Joshua 10

Chapter ten tells of the ramifications of the peace treaty Joshua made with Gibeon in chapter nine. After hearing of the overwhelming victories at Jericho and Ai and learning that Gibeon, a huge city with many warriors, had joined Israel, the king of Jerusalem created a coalition with four other regional Amorite kings to stop Israel once and for all (Joshua 10:1-5). They decided that their best attack would be on Gibeon, because Israel would be forced to fight the whole coalition, rather than one king at a time. Under attack, Gibeon called on Israel for their promised support, which Joshua provided (Joshua 10:6-11).

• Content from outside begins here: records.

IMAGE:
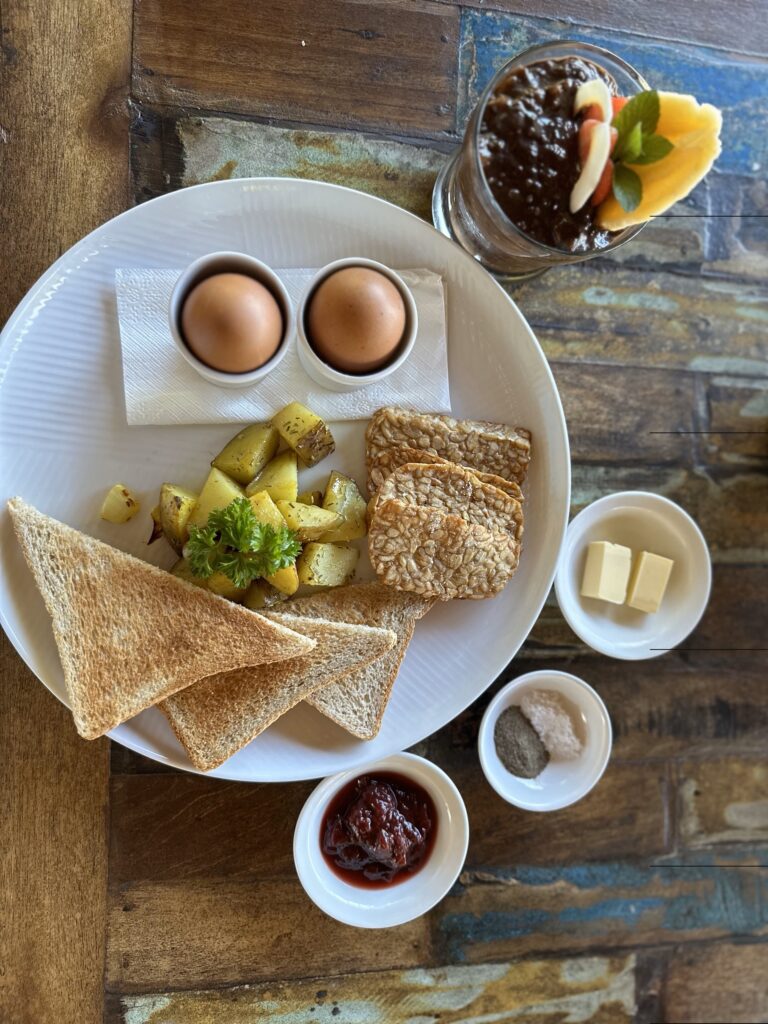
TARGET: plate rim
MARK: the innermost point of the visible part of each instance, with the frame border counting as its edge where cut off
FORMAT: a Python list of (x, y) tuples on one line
[(33, 295)]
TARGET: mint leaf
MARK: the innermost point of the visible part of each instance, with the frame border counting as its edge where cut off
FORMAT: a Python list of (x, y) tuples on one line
[(654, 147), (630, 146), (642, 109), (627, 186)]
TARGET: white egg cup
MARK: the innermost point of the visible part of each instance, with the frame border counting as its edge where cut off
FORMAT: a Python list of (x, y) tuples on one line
[(229, 262), (384, 906), (323, 373)]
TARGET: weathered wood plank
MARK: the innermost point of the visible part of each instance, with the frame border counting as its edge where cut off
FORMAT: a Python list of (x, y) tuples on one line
[(671, 707), (396, 171), (224, 932), (737, 410), (322, 61), (624, 817), (625, 415), (64, 86), (598, 989), (620, 314), (489, 38), (723, 801), (46, 138), (714, 24), (721, 982), (53, 799), (494, 915), (181, 827)]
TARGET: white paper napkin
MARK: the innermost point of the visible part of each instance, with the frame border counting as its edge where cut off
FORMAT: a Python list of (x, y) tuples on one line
[(162, 388)]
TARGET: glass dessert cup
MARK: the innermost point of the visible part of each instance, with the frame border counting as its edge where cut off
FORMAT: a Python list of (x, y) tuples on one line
[(465, 209)]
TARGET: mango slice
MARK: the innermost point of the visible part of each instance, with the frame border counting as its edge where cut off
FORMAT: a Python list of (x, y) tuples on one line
[(693, 129)]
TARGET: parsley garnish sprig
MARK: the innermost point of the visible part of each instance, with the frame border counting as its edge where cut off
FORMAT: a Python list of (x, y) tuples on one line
[(637, 143), (239, 545)]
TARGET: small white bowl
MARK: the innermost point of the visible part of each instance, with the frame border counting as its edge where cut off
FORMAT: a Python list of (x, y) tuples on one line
[(641, 521), (562, 782), (229, 262), (322, 372), (386, 906)]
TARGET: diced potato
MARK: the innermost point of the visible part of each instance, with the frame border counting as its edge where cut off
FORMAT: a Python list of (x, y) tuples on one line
[(327, 564), (280, 478), (218, 492), (157, 527), (343, 498), (176, 505), (307, 521), (305, 432), (217, 584), (119, 505), (286, 581), (262, 595), (248, 453), (310, 498)]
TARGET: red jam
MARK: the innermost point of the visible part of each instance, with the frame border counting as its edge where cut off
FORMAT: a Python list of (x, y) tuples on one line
[(379, 829)]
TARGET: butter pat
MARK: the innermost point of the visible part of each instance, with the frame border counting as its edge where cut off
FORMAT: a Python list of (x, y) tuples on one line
[(649, 579), (607, 571)]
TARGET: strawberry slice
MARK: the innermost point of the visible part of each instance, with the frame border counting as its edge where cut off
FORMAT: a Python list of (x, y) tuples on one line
[(603, 187)]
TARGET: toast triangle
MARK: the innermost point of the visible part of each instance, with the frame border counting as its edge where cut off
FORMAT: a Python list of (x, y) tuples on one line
[(216, 717), (129, 634), (357, 701)]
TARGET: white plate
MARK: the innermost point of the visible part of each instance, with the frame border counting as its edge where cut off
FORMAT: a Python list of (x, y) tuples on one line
[(562, 782), (641, 521), (64, 440), (391, 905)]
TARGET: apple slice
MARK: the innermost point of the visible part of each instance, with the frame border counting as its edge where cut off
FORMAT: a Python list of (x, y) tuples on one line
[(594, 92), (597, 133)]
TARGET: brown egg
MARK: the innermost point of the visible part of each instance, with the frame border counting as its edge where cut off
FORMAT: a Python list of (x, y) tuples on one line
[(355, 320), (231, 323)]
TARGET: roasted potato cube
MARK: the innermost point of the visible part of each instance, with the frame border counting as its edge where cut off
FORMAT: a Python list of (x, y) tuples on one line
[(286, 581), (280, 478), (157, 526), (343, 498), (305, 432), (217, 584), (218, 492), (248, 453), (327, 564), (310, 498), (262, 595), (307, 521), (119, 505), (176, 505)]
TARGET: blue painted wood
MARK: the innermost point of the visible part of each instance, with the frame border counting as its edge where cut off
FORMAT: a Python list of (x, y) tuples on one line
[(737, 85)]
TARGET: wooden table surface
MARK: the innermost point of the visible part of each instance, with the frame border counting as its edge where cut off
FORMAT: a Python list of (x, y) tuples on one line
[(138, 894)]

He must have been naturally worried about the enormous battle he was about to enter, but God told him that he would fight for Israel and that Israel would indeed win. Joshua noted that more Amorite warriors were killed by God’s large hailstones than by Israelite warriors.

That was not the best part, though. At one point, Joshua prayed for the day to physically be extended, so night did not overtake them before the battle was over (Joshua 10:12-14). In a very specific prayer, he commanded both the sun and the moon to stop at their locations, probably because dusk was quickly approaching. In an unprecedented act of gracious provision, “the LORD listened to the voice of a man” (NASB).

We should note that many believers and unbelievers alike do not accept this to have literally taken place. They give all kinds of reasons as to why it is not physically and scientifically possible for the Earth to stop rotating around the sun. Others use this as proof that the Bible cannot be taken literally in matters of science because the sun cannot “stop” since it does not move around the Earth. No matter the arguments, they all come back to one premise: the Bible, as written, is not completely trustworthy. Once a person takes this stance, their interpretation will necessarily be flawed. However, the God who created the sun, moon, and Earth and put the laws of nature into motion can certainly suspend them when he deems necessary, including stopping the Earth’s rotation while showering a valley with large hailstones. “Is anything impossible for the LORD?” (Genesis 18:14)

When Joshua heard that the five kings were all hiding together in a cave, he ordered them to be locked in until the battle was over (Joshua 10:16-27). Once everyone but a few stragglers were defeated, Joshua brought out the five kings and had them hanged. Their bodies were thrown back into the cave, and it was closed up. “That day” Joshua began a campaign against all of the cities of those kings and those around them (Joshua 10:28-39). Over the course of the next week, Joshua moved from one fortified city to the next, destroying them as they stood against Jehovah. The refrain is repeated that each one fell like the one before it. Thus, “Joshua defeated the whole [southern part of the] land…in one campaign,” then they went back home to rest (Joshua 10:40-43).